- Born: 3 October 1958 Cuautitlán Izcalli, State of Mexico, Mexico
- Died: 5 February 2018 (aged 59)
- Occupation: Politician
- Political party: PRI

= Francisco Rojas San Román =

Mexican politician (1958–2018)

Francisco Lauro Rojas San Román (Note: ) (3 October 1958 – 5 February 2018) was a Mexican politician from the Institutional Revolutionary Party (PRI). He served two terms in the Chamber of Deputies representing the State of Mexico's 7th district.

==Biography==
Born in Cuautitlán Izcalli, State of Mexico, in 1958, Francisco Rojas San Román studied as an industrial chemical engineer. He went on to found the company Auto Líneas Fros and Grupo Fros.

As a member of the Institutional Revolutionary Party, he participated in various campaigns and activities as sectional president, municipal, state and national political adviser, as well as general campaign coordinator.

In 1997 he was elected alderman to the City Council of Cuautitlán Izcalli, which he held from that year to 2000 and was headed by the municipal president Julián Angulo Góngora of the PAN.

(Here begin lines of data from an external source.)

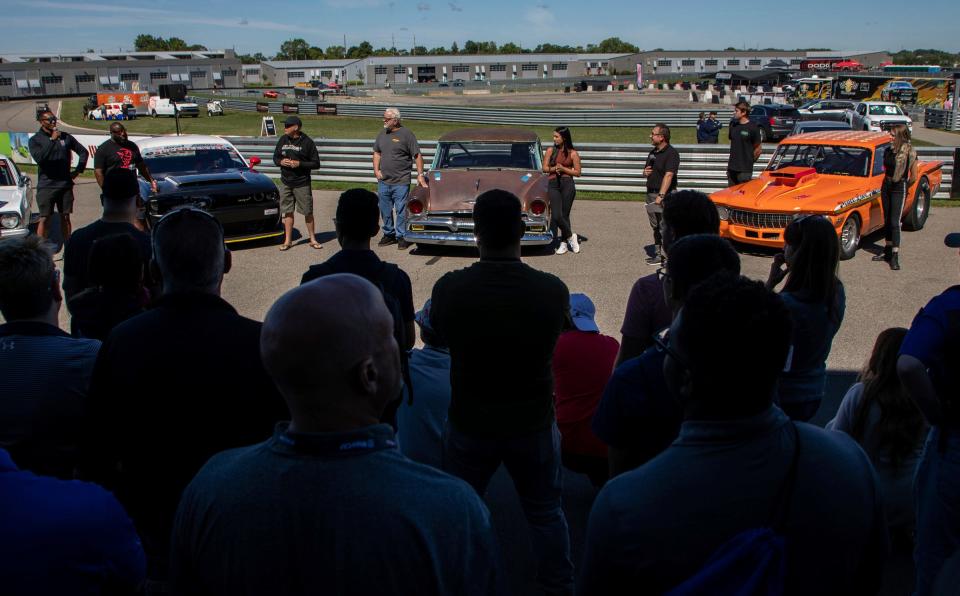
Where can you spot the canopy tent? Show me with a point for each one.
(848, 65)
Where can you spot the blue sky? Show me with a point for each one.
(695, 24)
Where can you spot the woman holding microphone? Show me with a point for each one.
(900, 170)
(562, 163)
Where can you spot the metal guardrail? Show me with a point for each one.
(606, 167)
(942, 119)
(521, 117)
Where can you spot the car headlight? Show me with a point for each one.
(9, 221)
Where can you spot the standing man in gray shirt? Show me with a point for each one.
(394, 153)
(51, 149)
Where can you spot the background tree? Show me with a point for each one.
(148, 43)
(294, 49)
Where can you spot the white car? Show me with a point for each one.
(877, 116)
(215, 108)
(158, 106)
(16, 200)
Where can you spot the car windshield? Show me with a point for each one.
(885, 111)
(478, 154)
(787, 113)
(6, 176)
(182, 159)
(825, 159)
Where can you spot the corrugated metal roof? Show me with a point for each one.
(488, 58)
(282, 64)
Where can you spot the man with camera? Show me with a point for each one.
(51, 149)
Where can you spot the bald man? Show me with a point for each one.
(329, 504)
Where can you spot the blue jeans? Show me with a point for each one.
(937, 494)
(533, 462)
(393, 197)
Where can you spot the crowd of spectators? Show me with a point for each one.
(171, 445)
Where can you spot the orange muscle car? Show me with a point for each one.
(837, 174)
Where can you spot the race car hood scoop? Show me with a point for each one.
(792, 176)
(203, 179)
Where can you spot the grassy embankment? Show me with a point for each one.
(347, 127)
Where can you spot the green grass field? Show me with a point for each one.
(345, 127)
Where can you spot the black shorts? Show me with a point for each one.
(48, 198)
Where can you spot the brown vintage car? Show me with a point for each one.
(467, 163)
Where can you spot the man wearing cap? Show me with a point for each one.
(928, 371)
(120, 155)
(394, 153)
(51, 148)
(295, 155)
(582, 363)
(119, 197)
(420, 420)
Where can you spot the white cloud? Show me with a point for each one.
(157, 17)
(354, 3)
(540, 17)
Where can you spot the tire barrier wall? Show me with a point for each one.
(606, 167)
(569, 117)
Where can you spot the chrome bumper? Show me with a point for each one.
(468, 239)
(14, 233)
(450, 231)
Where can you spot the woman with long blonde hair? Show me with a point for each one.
(900, 171)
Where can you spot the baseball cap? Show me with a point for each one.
(582, 312)
(423, 316)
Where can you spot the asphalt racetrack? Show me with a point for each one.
(611, 260)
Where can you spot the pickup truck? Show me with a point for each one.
(165, 107)
(877, 116)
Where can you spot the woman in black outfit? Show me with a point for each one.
(562, 162)
(900, 170)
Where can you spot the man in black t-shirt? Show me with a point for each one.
(51, 149)
(296, 154)
(357, 221)
(119, 209)
(663, 162)
(501, 319)
(745, 140)
(120, 155)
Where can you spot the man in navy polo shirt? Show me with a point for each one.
(46, 373)
(928, 371)
(64, 537)
(329, 504)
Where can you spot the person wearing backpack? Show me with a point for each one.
(744, 501)
(357, 221)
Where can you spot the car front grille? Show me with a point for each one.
(753, 219)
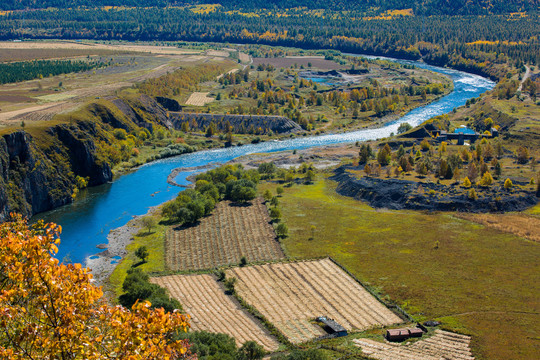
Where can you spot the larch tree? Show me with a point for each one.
(52, 310)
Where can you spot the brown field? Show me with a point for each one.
(285, 62)
(204, 299)
(243, 57)
(292, 295)
(442, 345)
(223, 238)
(518, 224)
(91, 47)
(218, 53)
(199, 99)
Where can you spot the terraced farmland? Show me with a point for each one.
(223, 238)
(442, 345)
(210, 309)
(291, 295)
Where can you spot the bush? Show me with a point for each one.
(142, 253)
(472, 195)
(243, 261)
(312, 354)
(275, 214)
(487, 179)
(229, 285)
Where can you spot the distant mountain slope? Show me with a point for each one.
(432, 7)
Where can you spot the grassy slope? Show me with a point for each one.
(478, 281)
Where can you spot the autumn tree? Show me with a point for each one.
(50, 310)
(282, 230)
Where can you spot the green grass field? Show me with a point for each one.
(475, 280)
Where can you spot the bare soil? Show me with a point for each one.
(292, 295)
(518, 224)
(223, 238)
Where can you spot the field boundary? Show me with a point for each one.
(394, 307)
(230, 266)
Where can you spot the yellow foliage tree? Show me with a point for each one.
(52, 310)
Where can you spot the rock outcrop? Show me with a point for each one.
(399, 194)
(240, 123)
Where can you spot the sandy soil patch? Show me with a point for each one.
(292, 295)
(316, 62)
(223, 238)
(218, 53)
(518, 224)
(442, 345)
(199, 99)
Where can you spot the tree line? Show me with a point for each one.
(472, 43)
(38, 69)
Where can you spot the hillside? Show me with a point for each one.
(432, 7)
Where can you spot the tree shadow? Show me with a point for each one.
(241, 204)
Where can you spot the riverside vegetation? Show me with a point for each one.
(445, 266)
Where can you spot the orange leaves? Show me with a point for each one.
(52, 310)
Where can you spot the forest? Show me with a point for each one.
(420, 7)
(477, 44)
(28, 70)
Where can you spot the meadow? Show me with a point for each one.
(476, 280)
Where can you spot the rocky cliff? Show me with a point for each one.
(43, 166)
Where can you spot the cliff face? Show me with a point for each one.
(36, 178)
(399, 194)
(40, 168)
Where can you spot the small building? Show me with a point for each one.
(397, 334)
(403, 334)
(332, 327)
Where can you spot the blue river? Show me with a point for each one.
(87, 221)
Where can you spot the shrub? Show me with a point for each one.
(243, 261)
(522, 155)
(282, 230)
(487, 179)
(137, 287)
(142, 253)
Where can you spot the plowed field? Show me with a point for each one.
(442, 345)
(199, 99)
(290, 295)
(223, 238)
(210, 309)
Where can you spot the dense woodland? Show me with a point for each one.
(28, 70)
(420, 7)
(471, 43)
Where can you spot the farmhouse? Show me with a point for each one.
(403, 334)
(332, 327)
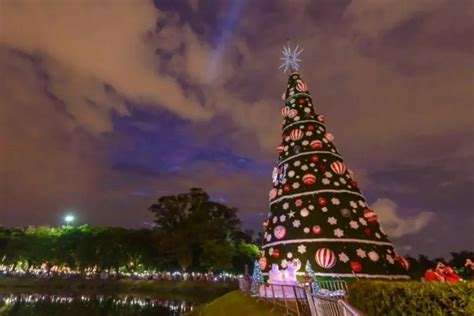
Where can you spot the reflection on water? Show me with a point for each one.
(52, 305)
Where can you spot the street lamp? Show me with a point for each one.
(69, 219)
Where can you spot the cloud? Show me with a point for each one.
(373, 18)
(98, 42)
(395, 225)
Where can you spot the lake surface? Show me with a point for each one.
(90, 305)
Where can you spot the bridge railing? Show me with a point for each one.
(298, 300)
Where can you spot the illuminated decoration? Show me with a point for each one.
(325, 258)
(290, 58)
(329, 224)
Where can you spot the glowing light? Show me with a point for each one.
(69, 218)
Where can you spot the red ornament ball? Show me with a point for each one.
(325, 258)
(403, 262)
(316, 144)
(276, 253)
(316, 229)
(309, 179)
(356, 266)
(262, 262)
(370, 215)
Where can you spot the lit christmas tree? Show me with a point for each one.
(257, 278)
(317, 211)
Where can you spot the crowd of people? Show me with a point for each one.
(444, 273)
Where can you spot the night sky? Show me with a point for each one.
(107, 105)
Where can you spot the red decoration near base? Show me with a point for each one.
(356, 266)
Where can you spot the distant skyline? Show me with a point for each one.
(105, 106)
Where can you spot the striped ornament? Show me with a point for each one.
(309, 179)
(296, 134)
(325, 258)
(316, 144)
(292, 113)
(301, 86)
(338, 167)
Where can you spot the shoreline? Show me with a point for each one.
(185, 290)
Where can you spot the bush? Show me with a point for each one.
(412, 298)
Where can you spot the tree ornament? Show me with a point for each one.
(304, 212)
(292, 113)
(273, 193)
(301, 86)
(351, 173)
(403, 262)
(279, 232)
(338, 167)
(325, 258)
(373, 256)
(285, 111)
(296, 134)
(276, 253)
(290, 58)
(262, 262)
(309, 179)
(312, 278)
(316, 144)
(345, 212)
(356, 266)
(322, 201)
(329, 137)
(370, 215)
(316, 229)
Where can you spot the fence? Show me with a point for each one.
(297, 300)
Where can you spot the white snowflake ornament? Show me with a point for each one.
(343, 257)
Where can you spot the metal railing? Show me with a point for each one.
(292, 298)
(298, 300)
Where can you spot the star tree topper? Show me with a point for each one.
(290, 58)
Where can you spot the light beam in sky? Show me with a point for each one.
(223, 39)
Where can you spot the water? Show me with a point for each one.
(90, 305)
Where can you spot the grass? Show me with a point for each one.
(238, 304)
(199, 291)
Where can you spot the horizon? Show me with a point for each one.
(107, 107)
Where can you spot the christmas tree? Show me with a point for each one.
(317, 211)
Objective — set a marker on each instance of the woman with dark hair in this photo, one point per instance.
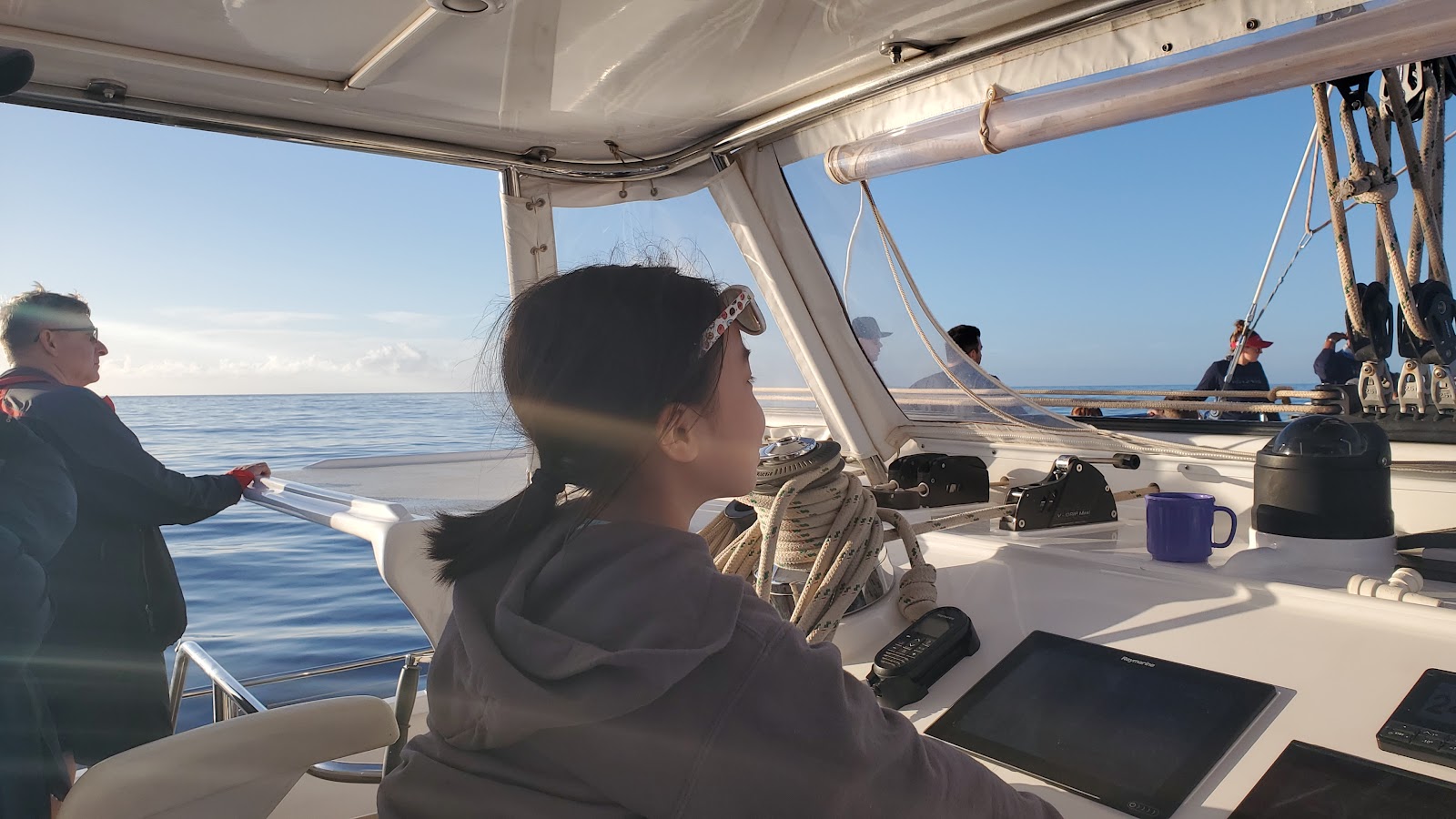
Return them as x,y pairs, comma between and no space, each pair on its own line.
596,663
1249,373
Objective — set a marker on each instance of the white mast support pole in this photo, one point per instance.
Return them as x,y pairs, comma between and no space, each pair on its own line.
1269,263
759,208
531,232
531,241
1400,33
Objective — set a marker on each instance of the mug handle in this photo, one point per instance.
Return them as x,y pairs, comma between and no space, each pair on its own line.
1234,525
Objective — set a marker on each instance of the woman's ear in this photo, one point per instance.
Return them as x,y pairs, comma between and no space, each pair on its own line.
676,433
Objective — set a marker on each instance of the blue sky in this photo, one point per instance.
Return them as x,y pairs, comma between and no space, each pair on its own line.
237,266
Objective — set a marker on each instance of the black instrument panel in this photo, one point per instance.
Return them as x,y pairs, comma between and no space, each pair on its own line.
1309,782
1424,724
1133,732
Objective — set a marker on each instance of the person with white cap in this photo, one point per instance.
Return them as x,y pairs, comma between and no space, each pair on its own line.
868,332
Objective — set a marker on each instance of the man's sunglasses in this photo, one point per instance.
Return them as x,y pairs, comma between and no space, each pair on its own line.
91,331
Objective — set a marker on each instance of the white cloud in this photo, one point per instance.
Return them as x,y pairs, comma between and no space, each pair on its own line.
407,318
395,359
215,317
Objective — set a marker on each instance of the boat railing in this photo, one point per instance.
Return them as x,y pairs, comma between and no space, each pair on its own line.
1321,401
233,698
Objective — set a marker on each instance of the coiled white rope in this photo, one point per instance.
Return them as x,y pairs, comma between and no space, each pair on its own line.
817,519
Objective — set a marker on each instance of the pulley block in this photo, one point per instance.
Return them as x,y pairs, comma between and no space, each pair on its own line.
1353,91
1414,80
1380,319
1438,314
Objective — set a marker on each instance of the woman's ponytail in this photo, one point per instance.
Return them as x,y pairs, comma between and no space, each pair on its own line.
455,540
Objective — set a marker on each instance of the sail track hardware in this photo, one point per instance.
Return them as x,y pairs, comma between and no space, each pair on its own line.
932,480
1074,493
1443,392
1412,388
1376,388
1426,325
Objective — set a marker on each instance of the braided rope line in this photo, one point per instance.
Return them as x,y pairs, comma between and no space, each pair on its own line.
815,518
1337,212
1419,186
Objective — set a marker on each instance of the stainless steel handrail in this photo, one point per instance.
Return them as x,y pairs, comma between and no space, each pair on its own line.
309,672
232,698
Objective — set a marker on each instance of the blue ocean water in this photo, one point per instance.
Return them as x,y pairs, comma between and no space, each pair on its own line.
269,593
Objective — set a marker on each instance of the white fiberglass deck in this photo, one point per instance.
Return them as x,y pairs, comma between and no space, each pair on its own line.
1341,663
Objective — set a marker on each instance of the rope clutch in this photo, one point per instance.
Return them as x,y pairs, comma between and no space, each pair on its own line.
815,519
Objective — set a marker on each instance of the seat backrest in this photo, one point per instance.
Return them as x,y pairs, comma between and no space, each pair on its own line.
239,768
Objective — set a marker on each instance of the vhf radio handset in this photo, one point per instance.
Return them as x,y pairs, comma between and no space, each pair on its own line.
907,666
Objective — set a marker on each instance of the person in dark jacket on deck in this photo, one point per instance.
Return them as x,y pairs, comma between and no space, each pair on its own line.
1336,366
116,592
597,665
36,513
1249,373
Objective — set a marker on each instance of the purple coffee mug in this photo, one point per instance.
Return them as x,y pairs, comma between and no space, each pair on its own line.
1179,526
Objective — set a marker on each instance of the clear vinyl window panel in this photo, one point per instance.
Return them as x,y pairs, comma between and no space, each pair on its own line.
1117,258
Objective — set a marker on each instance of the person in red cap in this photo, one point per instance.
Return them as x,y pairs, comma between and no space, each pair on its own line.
1249,373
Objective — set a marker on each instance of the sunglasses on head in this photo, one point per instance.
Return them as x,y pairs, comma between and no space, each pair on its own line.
91,331
737,307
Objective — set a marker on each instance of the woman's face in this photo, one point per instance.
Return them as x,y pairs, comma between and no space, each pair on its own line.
728,460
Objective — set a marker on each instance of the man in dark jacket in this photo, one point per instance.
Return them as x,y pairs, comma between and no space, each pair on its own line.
36,513
1336,366
116,596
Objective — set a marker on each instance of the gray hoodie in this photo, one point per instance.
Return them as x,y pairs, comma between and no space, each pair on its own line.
618,673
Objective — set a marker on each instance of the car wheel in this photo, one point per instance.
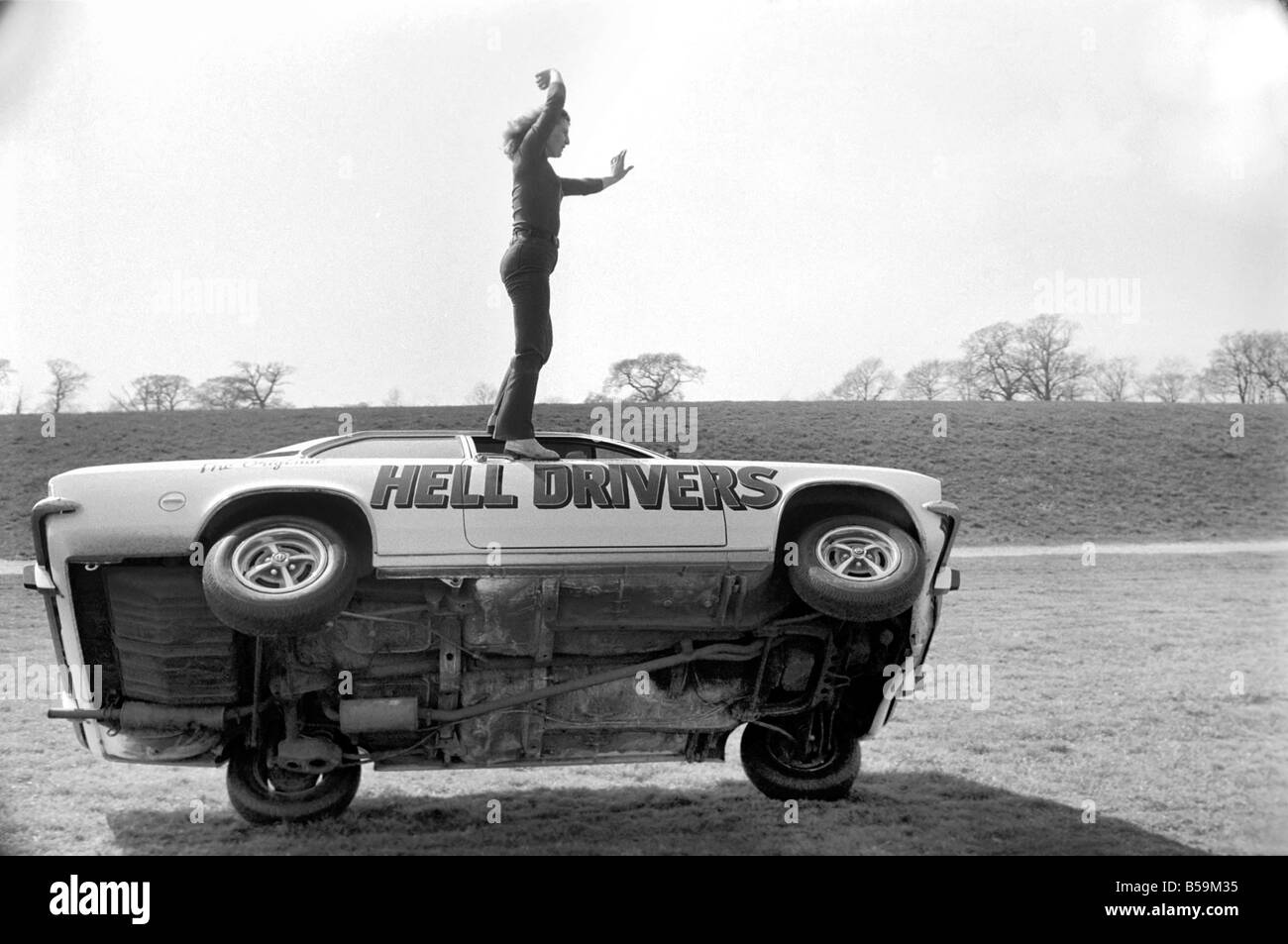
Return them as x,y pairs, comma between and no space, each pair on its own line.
802,760
263,794
279,576
855,567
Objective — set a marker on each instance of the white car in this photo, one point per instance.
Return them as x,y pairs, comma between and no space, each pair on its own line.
417,600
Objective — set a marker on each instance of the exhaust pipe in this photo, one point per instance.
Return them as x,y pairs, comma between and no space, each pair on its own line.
147,716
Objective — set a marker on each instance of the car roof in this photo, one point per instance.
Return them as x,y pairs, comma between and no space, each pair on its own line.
411,433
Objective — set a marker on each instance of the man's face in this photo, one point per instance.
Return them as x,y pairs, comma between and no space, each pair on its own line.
558,140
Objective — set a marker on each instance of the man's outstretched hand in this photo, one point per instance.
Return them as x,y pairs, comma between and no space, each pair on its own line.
618,166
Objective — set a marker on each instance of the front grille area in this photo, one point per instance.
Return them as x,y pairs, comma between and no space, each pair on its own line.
170,647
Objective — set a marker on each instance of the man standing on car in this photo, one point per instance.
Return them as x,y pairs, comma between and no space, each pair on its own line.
529,142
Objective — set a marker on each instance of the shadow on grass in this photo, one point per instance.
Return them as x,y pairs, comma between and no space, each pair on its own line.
905,814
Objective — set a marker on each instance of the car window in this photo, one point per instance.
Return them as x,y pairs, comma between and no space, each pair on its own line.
395,447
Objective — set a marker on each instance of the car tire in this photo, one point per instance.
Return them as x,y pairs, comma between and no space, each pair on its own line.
279,576
884,579
263,796
777,768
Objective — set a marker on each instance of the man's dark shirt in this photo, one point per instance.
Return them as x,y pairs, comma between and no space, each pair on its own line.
537,189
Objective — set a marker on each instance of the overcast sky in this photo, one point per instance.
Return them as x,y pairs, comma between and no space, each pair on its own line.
188,184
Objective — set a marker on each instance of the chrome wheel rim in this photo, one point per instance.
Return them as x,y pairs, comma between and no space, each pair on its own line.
281,561
859,554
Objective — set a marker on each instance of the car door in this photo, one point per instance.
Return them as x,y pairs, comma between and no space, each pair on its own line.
601,502
415,487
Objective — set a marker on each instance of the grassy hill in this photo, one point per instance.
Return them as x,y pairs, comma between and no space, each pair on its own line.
1041,472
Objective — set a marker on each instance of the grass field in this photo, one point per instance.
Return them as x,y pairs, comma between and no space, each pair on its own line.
1109,684
1022,472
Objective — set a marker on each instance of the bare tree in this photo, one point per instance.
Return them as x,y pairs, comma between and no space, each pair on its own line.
252,385
1233,366
155,393
1050,367
1171,381
1115,378
993,362
483,394
653,377
1270,360
67,381
868,380
927,378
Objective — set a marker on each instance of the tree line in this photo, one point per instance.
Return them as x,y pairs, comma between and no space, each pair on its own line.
1006,361
1037,361
249,386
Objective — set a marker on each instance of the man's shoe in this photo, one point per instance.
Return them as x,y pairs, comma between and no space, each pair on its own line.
529,449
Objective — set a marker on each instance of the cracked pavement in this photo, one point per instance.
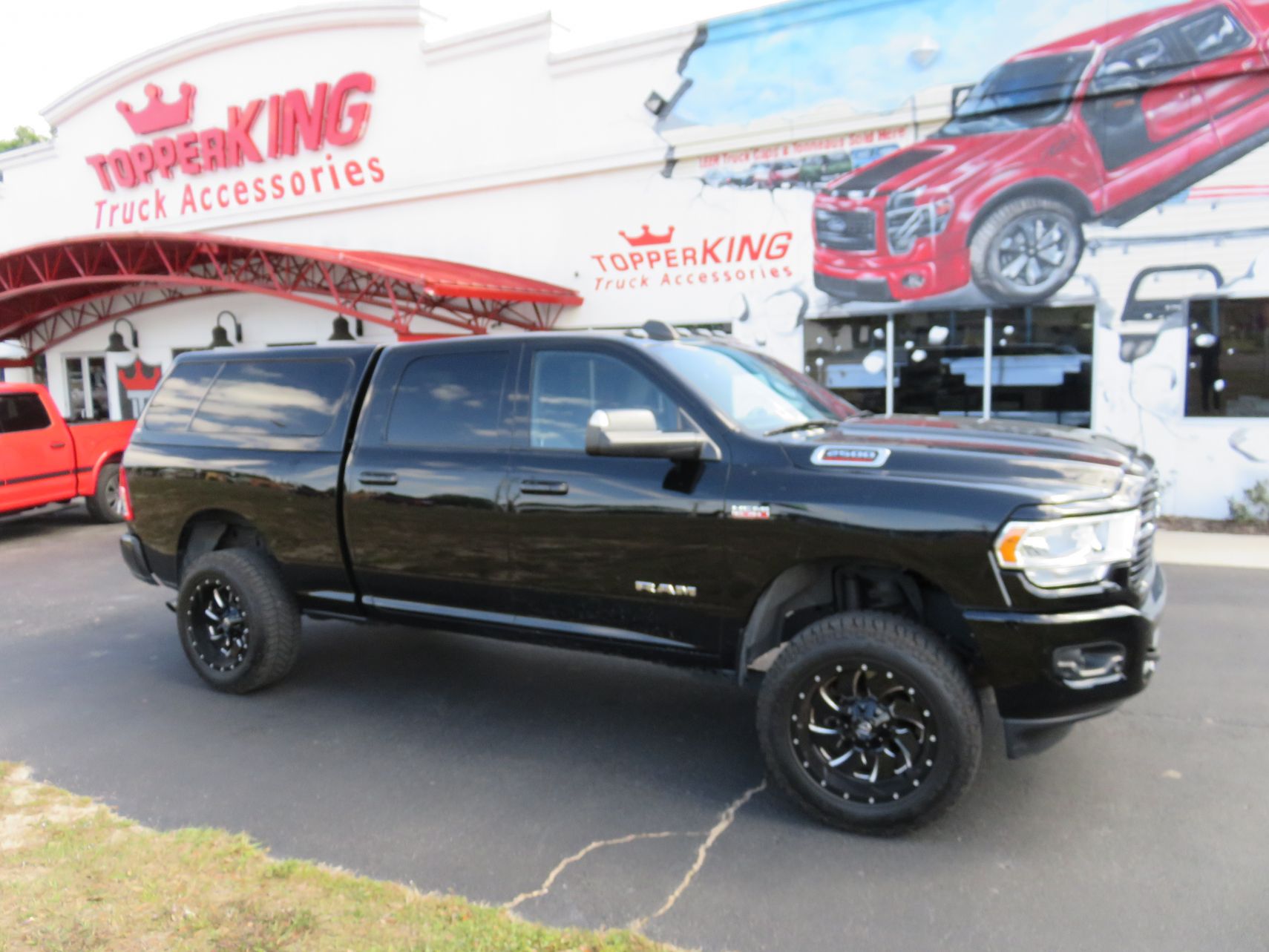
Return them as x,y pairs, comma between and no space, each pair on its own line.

On two occasions he was elected as a federal deputy representing the 7th district of the state of Mexico: to the 61st Congress (2009 to 2012), in which he held the positions of secretary of the Transportation Commission and member of the Public Safety and Tourism commissions; and to 63rd Congress (2015 to 2018), in which he held the positions of secretary of the Transportation Commission and member of those of Mexico City and Jurisdictional.

He died on 5 February 2018, after an attack on his life two days prior. At the time he was seeking the PRI's nomination for election as the municipal president of Cuautitlán Izcalli.